La Mélusine de Jean D'Arras

La Mélusine de Jean D’Arras

Autre implantation de la BnF, dans un quartier et un bâtiment autrement évocateurs, la Bibliothèque de l’Arsenal. Là, pour quelques jours encore (jusqu’au 23 mai, 19 h, pour être tout-à-fait précise), une merveilleuse exposition présente plus de 120 livres issus de la collection de Jean Bonna (1). Sobrement disposés dans des vitrines murales à hauteur de regard, précisément documentés par des cartels brefs mais très explicites, les volumes parcourent l’histoire des lettres françaises. Depuis La Mélusine de Jean d’Arras, premier texte littéraire imprimé en français, à Lyon vers 1485, jusqu’à La Peste de Camus avec l’un des dix exemplaires du « tirage de tête » de l’édition originale de 1947. Entre ces deux bornes chronologiques, que de trésors ! Les ouvrages eux-mêmes ou la trace de ceux qui les ont écrits, lus, commentés, offerts, reçus… Ici, une édition originale des Fables de La Fontaine illustrée par de savoureuses gravures de François Chauveau (Ah ! ce rat des villes et ce rats des champs se délectant d’ortolans, la moustache dressée !).
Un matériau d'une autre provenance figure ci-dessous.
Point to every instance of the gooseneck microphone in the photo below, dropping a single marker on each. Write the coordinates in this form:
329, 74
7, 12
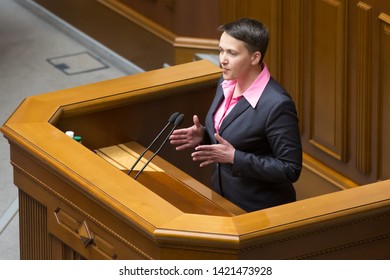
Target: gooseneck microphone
171, 120
178, 122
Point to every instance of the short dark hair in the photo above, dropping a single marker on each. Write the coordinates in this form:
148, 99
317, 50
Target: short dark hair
252, 32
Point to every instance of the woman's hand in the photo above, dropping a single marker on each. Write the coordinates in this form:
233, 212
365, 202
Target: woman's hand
216, 153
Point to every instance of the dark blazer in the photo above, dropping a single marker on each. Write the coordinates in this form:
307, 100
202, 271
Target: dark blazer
268, 157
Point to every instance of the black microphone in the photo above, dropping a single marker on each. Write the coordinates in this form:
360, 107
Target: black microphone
178, 122
171, 120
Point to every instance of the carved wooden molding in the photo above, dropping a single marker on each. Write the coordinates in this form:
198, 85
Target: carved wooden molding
157, 30
364, 94
384, 97
328, 97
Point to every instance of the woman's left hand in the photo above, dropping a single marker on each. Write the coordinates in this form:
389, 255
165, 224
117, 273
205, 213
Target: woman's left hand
216, 153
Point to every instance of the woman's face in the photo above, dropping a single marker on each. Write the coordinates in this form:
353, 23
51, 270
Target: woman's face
235, 59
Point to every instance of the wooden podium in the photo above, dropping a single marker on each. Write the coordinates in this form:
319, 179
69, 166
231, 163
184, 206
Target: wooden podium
77, 202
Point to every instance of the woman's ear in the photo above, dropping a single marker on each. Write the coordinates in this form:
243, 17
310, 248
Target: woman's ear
256, 58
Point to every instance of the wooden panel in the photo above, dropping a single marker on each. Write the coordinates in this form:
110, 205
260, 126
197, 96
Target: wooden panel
328, 106
292, 54
384, 95
91, 195
364, 93
34, 236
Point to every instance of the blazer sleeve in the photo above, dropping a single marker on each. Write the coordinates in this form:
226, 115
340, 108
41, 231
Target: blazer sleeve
284, 161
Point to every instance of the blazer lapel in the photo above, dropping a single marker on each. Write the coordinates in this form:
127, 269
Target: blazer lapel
240, 107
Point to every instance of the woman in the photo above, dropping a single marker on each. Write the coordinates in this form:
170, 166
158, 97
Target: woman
251, 134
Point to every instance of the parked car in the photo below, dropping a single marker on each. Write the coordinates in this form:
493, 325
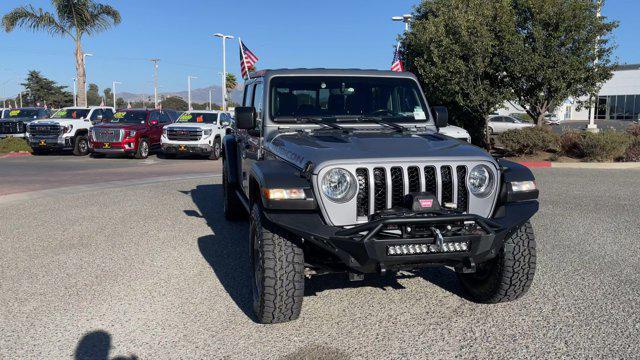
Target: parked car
499, 124
14, 121
456, 132
135, 132
552, 119
67, 129
196, 132
345, 171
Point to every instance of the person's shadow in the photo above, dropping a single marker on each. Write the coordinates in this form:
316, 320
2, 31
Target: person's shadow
228, 253
96, 345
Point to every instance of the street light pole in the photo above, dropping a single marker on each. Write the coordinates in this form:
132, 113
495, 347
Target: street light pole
84, 61
155, 80
224, 68
189, 92
406, 19
114, 93
592, 127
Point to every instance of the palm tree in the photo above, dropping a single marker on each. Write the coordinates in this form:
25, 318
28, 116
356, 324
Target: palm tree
73, 19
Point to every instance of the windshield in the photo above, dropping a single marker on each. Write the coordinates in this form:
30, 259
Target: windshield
71, 114
394, 99
196, 117
17, 113
129, 117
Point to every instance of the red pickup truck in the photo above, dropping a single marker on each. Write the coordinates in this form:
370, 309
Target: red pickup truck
135, 132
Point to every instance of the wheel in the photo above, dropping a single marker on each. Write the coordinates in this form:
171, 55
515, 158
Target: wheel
217, 149
81, 147
278, 273
143, 149
509, 275
233, 208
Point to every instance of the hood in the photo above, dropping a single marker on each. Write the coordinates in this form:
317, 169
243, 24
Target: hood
196, 125
120, 126
323, 147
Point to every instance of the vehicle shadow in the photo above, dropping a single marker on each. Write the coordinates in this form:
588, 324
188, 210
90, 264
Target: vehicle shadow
96, 345
227, 252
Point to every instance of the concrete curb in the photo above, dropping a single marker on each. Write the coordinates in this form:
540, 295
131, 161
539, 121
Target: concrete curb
80, 189
14, 155
581, 165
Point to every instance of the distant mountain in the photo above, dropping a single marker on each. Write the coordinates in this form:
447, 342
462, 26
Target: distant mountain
200, 95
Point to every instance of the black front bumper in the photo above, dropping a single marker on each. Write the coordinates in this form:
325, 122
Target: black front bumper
364, 249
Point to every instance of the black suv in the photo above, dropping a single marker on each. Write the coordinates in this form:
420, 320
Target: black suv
346, 171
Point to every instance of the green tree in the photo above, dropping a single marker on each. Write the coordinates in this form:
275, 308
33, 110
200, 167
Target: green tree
41, 90
456, 49
93, 95
175, 103
561, 49
74, 19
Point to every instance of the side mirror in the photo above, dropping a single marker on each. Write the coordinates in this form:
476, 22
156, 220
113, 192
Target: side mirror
246, 117
440, 116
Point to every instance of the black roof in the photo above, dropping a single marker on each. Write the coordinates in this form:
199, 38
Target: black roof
337, 72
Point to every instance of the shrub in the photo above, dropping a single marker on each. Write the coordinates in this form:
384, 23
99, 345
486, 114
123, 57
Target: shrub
633, 151
528, 141
634, 130
603, 146
12, 144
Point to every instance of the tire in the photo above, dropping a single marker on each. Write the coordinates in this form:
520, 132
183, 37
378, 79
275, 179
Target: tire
509, 275
278, 273
233, 208
217, 150
81, 146
143, 149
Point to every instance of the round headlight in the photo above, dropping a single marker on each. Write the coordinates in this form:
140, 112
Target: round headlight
481, 181
339, 185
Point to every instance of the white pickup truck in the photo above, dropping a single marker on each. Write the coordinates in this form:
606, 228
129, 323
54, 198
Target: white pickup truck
196, 132
67, 129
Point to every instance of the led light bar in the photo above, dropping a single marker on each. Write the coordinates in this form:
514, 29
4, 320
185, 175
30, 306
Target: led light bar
421, 249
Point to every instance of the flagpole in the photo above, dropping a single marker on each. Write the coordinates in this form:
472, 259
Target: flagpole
244, 61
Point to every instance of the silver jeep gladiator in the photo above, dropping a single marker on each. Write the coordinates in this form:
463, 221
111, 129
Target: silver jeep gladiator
346, 171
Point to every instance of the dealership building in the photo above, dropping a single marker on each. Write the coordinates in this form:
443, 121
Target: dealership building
619, 99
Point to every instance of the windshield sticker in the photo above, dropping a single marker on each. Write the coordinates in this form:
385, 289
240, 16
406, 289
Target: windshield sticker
185, 117
419, 114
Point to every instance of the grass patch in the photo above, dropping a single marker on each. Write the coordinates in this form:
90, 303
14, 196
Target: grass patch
11, 144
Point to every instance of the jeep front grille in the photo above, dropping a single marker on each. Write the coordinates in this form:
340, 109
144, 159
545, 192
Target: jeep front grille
439, 181
44, 130
108, 135
184, 134
13, 127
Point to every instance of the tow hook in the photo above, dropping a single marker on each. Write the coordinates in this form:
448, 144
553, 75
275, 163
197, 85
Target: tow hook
439, 239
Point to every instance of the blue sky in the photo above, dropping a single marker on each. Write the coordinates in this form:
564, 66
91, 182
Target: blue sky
284, 33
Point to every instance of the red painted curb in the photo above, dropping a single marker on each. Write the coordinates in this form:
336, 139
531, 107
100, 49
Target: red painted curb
536, 164
12, 155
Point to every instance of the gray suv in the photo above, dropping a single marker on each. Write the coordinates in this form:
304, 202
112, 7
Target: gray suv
346, 171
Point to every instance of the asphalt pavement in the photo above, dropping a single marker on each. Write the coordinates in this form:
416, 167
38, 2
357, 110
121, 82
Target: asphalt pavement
155, 272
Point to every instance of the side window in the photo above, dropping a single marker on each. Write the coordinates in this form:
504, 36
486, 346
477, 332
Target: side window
95, 113
107, 114
248, 95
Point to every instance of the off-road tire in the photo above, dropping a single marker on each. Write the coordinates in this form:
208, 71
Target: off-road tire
509, 275
233, 208
143, 149
278, 272
81, 146
216, 150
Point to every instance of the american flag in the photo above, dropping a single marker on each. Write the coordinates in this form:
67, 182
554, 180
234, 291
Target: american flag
397, 64
248, 60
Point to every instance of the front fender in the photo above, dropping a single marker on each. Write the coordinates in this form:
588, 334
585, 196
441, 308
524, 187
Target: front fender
276, 174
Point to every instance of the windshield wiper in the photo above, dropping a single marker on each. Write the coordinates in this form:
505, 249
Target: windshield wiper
380, 121
330, 124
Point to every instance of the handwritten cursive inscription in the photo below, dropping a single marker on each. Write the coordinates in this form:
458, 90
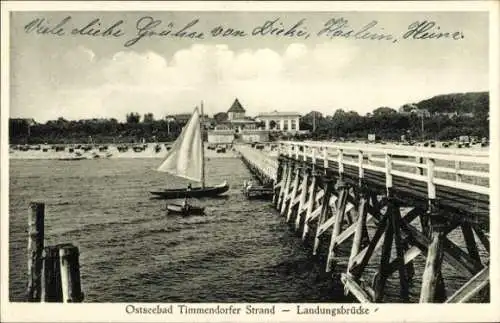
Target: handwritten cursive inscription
429, 30
42, 26
339, 28
277, 28
95, 28
148, 27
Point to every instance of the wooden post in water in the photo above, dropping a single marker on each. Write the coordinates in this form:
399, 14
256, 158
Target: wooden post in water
343, 191
360, 226
293, 194
35, 249
302, 201
280, 173
430, 279
51, 276
286, 192
324, 210
310, 206
70, 274
281, 193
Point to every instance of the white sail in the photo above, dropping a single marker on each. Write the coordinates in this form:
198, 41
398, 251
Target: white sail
185, 158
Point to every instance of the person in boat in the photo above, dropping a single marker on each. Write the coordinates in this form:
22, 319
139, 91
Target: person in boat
185, 204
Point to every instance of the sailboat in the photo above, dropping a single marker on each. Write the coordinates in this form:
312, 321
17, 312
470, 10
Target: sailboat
186, 160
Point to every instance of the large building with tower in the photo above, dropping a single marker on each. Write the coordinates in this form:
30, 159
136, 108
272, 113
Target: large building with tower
280, 121
239, 127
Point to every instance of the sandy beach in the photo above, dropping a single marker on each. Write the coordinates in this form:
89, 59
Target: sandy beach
111, 152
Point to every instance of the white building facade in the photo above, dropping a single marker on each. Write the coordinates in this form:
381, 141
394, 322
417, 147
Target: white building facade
280, 121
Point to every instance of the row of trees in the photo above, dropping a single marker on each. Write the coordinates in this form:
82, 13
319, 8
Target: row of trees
385, 122
391, 126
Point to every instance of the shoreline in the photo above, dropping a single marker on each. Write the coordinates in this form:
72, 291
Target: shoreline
111, 153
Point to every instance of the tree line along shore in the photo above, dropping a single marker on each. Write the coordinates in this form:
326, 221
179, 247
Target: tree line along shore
440, 118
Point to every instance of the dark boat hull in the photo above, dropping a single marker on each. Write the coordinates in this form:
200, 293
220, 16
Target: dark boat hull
195, 192
185, 210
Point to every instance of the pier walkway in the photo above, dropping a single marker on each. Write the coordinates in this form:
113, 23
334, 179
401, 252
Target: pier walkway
389, 207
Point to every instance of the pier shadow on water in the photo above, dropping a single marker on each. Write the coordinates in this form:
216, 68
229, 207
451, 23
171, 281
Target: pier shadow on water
131, 251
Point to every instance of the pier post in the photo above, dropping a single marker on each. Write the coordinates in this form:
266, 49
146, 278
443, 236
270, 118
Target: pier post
293, 194
286, 169
431, 290
360, 227
343, 192
302, 201
324, 210
310, 205
36, 234
70, 274
51, 275
280, 174
286, 190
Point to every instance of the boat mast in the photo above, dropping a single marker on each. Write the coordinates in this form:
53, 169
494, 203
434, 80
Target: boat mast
202, 149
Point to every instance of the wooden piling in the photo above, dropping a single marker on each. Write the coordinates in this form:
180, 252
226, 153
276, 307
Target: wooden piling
400, 260
432, 271
323, 213
310, 206
339, 216
470, 242
35, 249
51, 276
360, 226
302, 199
381, 276
286, 190
293, 194
70, 274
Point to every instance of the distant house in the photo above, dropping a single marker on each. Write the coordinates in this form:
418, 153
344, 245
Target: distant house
182, 118
20, 127
220, 135
236, 111
280, 121
414, 109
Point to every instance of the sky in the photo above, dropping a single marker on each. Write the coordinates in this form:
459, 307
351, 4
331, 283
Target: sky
81, 76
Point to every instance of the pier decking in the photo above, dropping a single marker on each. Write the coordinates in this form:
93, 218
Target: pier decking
412, 197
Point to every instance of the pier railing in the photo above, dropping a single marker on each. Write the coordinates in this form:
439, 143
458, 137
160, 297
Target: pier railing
460, 169
265, 163
398, 204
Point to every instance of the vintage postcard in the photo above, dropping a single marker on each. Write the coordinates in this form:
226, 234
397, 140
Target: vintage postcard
249, 161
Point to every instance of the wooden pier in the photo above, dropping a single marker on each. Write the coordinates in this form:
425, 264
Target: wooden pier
387, 208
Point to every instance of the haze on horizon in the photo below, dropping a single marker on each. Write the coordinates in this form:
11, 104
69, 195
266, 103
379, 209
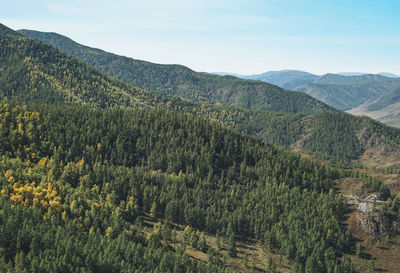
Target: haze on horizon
244, 37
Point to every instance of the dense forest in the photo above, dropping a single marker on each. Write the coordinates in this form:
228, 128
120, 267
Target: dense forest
331, 135
87, 160
73, 178
186, 83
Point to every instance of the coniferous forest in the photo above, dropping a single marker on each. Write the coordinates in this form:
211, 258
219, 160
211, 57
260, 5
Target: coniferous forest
99, 176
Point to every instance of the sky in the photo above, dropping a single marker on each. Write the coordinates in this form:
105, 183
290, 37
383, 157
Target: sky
245, 37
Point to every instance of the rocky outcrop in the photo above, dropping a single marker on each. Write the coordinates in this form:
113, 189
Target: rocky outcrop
369, 215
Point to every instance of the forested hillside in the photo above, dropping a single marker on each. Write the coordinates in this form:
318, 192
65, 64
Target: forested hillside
184, 82
74, 178
97, 175
33, 71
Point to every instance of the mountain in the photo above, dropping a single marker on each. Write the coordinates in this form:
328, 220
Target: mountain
385, 74
389, 75
184, 82
288, 79
97, 175
294, 131
373, 95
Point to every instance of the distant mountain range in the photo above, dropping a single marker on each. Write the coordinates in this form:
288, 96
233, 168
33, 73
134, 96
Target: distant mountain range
374, 95
183, 82
34, 71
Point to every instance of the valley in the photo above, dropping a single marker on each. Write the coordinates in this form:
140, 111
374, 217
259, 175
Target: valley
111, 164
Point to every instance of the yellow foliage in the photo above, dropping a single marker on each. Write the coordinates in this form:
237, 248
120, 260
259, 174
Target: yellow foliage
64, 215
9, 173
109, 231
29, 194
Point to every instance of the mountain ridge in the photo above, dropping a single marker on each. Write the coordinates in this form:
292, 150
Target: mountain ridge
184, 82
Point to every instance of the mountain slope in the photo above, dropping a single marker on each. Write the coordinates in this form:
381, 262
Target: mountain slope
181, 81
289, 79
289, 130
374, 95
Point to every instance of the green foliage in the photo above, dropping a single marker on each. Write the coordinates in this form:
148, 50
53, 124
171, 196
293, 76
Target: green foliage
181, 81
108, 167
33, 71
334, 135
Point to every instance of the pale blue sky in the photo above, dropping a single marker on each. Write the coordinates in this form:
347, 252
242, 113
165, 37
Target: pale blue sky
229, 35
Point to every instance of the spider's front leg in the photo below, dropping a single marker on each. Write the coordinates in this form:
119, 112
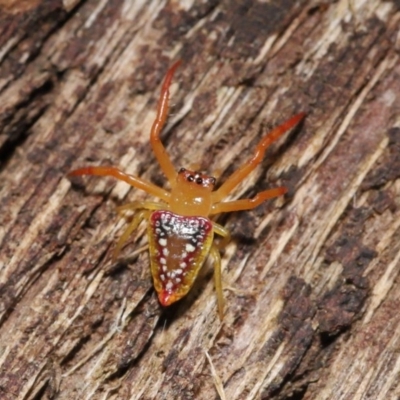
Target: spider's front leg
241, 174
132, 180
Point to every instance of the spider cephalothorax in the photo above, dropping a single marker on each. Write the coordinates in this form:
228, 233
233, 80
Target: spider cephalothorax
179, 230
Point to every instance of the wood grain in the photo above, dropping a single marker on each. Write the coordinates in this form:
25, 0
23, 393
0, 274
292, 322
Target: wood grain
311, 280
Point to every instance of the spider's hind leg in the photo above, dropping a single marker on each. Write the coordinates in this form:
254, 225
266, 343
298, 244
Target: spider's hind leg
216, 257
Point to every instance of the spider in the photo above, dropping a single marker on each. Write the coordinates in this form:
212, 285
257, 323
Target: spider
180, 231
Là, Le Devin du village, offert par Rousseau à « son ami Denis Diderot« , lequel prie à son tour « Mademoiselle Volland de l’accepter » : on lit avec émotion de double envoi en regard de la page de titre. Là encore, une dédicace un peu rapide de Flaubert à Baudelaire : l’écrivain offre sa Madame Bovary au poète, en ajoutant malencontreusement un « e » à la première syllabe de son nom !

Dédicace de Victor Hugo à Juliette Drouet

Dédicace de Victor Hugo à Juliette Drouet

Et, parmi tant de joyaux, comment de ne pas s’attendrir en lisant les quelques mots dont Victor Hugo orne l’exemplaire des Travailleurs de la mer qu’il destine à Juliette Drouet en mars 1866 : « A votre ombre et dans votre lumière« .

(1) A noter aussi qu’un remarquable choix de dessins de maîtres, de Raphaël à Gauguin, également rassemblés par Jean Bonna, est exposé jusqu’au 25 mai, à la Fondation de l’Hermitage à Lausanne en Suisse.

Critique, as-tu du cœur ?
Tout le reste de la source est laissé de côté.